US 280 is an alternate route through small towns from Savannah to Columbus, Georgia.  US 80 goes through bigger towns north of here like Dublin and Macon, GA.  This is Rochelle, Georgia, a farm town for sure.  At US 280, we went west to the little town of Pitts, Georgia, then south on Georgia route 159 south to join I-75 south Exit 84 at Ashburn, Georgia. 

Here is the small town of Pitts, Georgia.  When I was in college in the late 1960's, there was a guy in my electrical engineering classes whose middle name was Pitts.  He preferred the name "Pitts" over his first name: "Eugene."  The intersection for Georgia route 159 is in the block just past the green sign ahead.

Ashburn is our next town located on Interstate 75.  I am showing these images from East to West as we are traveling in that direction on July 28, 2019.  The Google Earth camera vehicle drove this route from West to East.  That is the reason you see the same truck in these images as it follows the Google Vehicle.

We finally get back to I-75 Exit 84 via Georgia Route 159 through more farm land all the way to the Ashburn exit.  This view is looking south on a normal traffic day in this part of Georgia 84 miles north of the Florida state line.

Our next stop was only 22 miles south of where we got back on I-75 at exit 82.  Linda wanted to go to Adcock Pecans near Exit 62 to buy a couple of bags of shelled pecans.
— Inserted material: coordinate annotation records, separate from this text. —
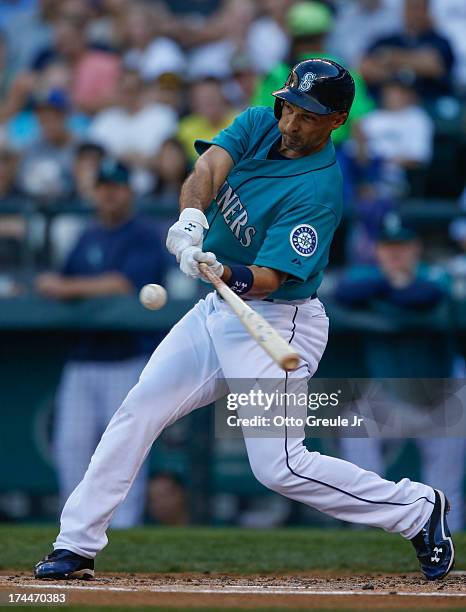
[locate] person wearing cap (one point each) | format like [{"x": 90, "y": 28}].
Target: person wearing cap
[
  {"x": 309, "y": 23},
  {"x": 116, "y": 255},
  {"x": 416, "y": 53},
  {"x": 399, "y": 286},
  {"x": 45, "y": 168}
]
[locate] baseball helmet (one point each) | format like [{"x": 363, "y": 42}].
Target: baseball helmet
[{"x": 318, "y": 85}]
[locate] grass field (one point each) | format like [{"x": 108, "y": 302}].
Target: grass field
[{"x": 228, "y": 550}]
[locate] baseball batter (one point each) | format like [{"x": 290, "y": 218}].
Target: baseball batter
[{"x": 260, "y": 208}]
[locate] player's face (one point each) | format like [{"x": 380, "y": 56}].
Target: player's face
[{"x": 304, "y": 132}]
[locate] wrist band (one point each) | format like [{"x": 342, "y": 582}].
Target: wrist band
[{"x": 241, "y": 279}]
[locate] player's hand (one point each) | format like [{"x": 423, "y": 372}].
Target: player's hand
[
  {"x": 188, "y": 231},
  {"x": 193, "y": 256}
]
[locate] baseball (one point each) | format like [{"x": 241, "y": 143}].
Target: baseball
[{"x": 153, "y": 296}]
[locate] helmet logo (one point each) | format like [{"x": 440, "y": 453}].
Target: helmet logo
[{"x": 307, "y": 81}]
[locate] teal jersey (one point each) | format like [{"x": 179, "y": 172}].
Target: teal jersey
[{"x": 281, "y": 214}]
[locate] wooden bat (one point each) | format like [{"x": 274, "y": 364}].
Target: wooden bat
[{"x": 264, "y": 334}]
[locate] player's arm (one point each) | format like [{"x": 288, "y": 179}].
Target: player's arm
[
  {"x": 198, "y": 191},
  {"x": 209, "y": 174}
]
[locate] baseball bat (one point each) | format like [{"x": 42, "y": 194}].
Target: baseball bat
[{"x": 262, "y": 332}]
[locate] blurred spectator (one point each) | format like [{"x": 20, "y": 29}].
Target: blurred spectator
[
  {"x": 33, "y": 19},
  {"x": 394, "y": 139},
  {"x": 147, "y": 51},
  {"x": 94, "y": 72},
  {"x": 221, "y": 37},
  {"x": 241, "y": 87},
  {"x": 210, "y": 113},
  {"x": 5, "y": 67},
  {"x": 267, "y": 40},
  {"x": 132, "y": 130},
  {"x": 12, "y": 226},
  {"x": 456, "y": 265},
  {"x": 398, "y": 279},
  {"x": 170, "y": 166},
  {"x": 417, "y": 54},
  {"x": 450, "y": 20},
  {"x": 8, "y": 163},
  {"x": 359, "y": 23},
  {"x": 87, "y": 159},
  {"x": 45, "y": 169},
  {"x": 23, "y": 126},
  {"x": 309, "y": 24},
  {"x": 116, "y": 256},
  {"x": 166, "y": 500},
  {"x": 403, "y": 284}
]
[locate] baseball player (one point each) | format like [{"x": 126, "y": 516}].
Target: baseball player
[{"x": 260, "y": 209}]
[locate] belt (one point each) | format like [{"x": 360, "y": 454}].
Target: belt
[
  {"x": 312, "y": 297},
  {"x": 277, "y": 301}
]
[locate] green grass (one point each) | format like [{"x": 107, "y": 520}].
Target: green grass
[{"x": 228, "y": 550}]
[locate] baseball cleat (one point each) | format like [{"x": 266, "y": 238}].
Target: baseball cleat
[
  {"x": 433, "y": 544},
  {"x": 63, "y": 564}
]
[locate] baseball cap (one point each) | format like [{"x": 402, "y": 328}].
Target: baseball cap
[
  {"x": 308, "y": 19},
  {"x": 113, "y": 171},
  {"x": 394, "y": 230},
  {"x": 54, "y": 98}
]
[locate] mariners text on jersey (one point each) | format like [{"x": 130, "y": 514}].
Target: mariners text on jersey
[{"x": 270, "y": 212}]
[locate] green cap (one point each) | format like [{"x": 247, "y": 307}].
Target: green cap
[{"x": 308, "y": 19}]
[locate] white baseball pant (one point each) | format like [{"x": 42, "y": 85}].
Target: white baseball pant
[{"x": 207, "y": 345}]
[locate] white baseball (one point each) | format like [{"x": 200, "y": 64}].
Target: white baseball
[{"x": 153, "y": 296}]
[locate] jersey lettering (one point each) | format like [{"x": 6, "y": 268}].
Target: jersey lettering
[{"x": 235, "y": 215}]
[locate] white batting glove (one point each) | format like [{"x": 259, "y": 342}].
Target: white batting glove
[
  {"x": 191, "y": 257},
  {"x": 187, "y": 231}
]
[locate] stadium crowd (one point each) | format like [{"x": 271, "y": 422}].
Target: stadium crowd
[{"x": 88, "y": 83}]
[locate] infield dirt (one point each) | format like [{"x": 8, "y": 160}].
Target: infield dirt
[{"x": 336, "y": 591}]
Here is the "famous" Adcock Pecans" tourist attraction and rest stop in Tifton, Georgia.  We stopped here at 5:55 PM today.  We got out of here at 6:11 PM after a quick break and with the bags of pecans tucked away in the car.
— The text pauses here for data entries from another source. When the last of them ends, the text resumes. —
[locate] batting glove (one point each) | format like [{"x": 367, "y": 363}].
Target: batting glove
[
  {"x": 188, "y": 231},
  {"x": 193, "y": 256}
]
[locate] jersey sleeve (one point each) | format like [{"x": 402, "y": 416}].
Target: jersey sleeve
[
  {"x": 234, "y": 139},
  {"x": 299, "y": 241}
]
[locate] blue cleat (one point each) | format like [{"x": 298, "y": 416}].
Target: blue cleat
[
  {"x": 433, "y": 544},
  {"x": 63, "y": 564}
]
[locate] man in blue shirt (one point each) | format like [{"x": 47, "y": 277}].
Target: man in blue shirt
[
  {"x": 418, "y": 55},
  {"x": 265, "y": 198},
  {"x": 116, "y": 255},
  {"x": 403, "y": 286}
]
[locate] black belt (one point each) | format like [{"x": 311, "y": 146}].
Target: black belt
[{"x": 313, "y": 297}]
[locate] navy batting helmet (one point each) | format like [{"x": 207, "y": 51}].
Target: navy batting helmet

Here is the BLUE GPS ground track showing how we dodged some traffic jams on I-75 at two different locations.

Our next stop was for dinner in Valdosta at this Longhorn Steakhouse at 6:52 PM with our departure at 8:15 PM.  This startup data point was the last one for the trip as the coaxial cable at the input to the GPS finally lost contact with the GPS antenna.  

We got the last fuel for the trip at the same Murphy Oil station we used going north when we started our trip. 

The distance from the gas station in Valdosta to home in Kissimmee, Florida is 228 miles.  It was dark when we got off I-75 and on the Florida Turnpike.

Since my GPS was out of service, I looked at Linda's Sunpass toll road account and found we got off the Florida Turnpike at 11:34 PM.  We got home just after 11:38 PM just a few miles south on US 441 from this Turnpike exit for Kissimmee and Saint Cloud.  It felt really good to be home and not in a motel on this night.

April 19, 2020:  I have been working to create these 40 web pages about our July 2019 vacation for quite a while.  Today, I finished the last changes to this page with this entry.  I just revisited my Delorme Street Atlas version 9 map of the entire trip from beginning to end.  I have accounted for the detours and the gaps in GPS coverage due to my coaxial cable damage on the right-angle BNC connector from the GPS antenna.  I also added in the route from the dinner I had with Wendell and his wife from the restaurant near Chickamauga on Georgia route 2 over to my old condo in East Ridge, Tennessee.  I forgot to turn on the GPS when leaving the restaurant.  The total trip mileage now stands at 3,985.1 miles traveled from July 19 to July 28, 2019.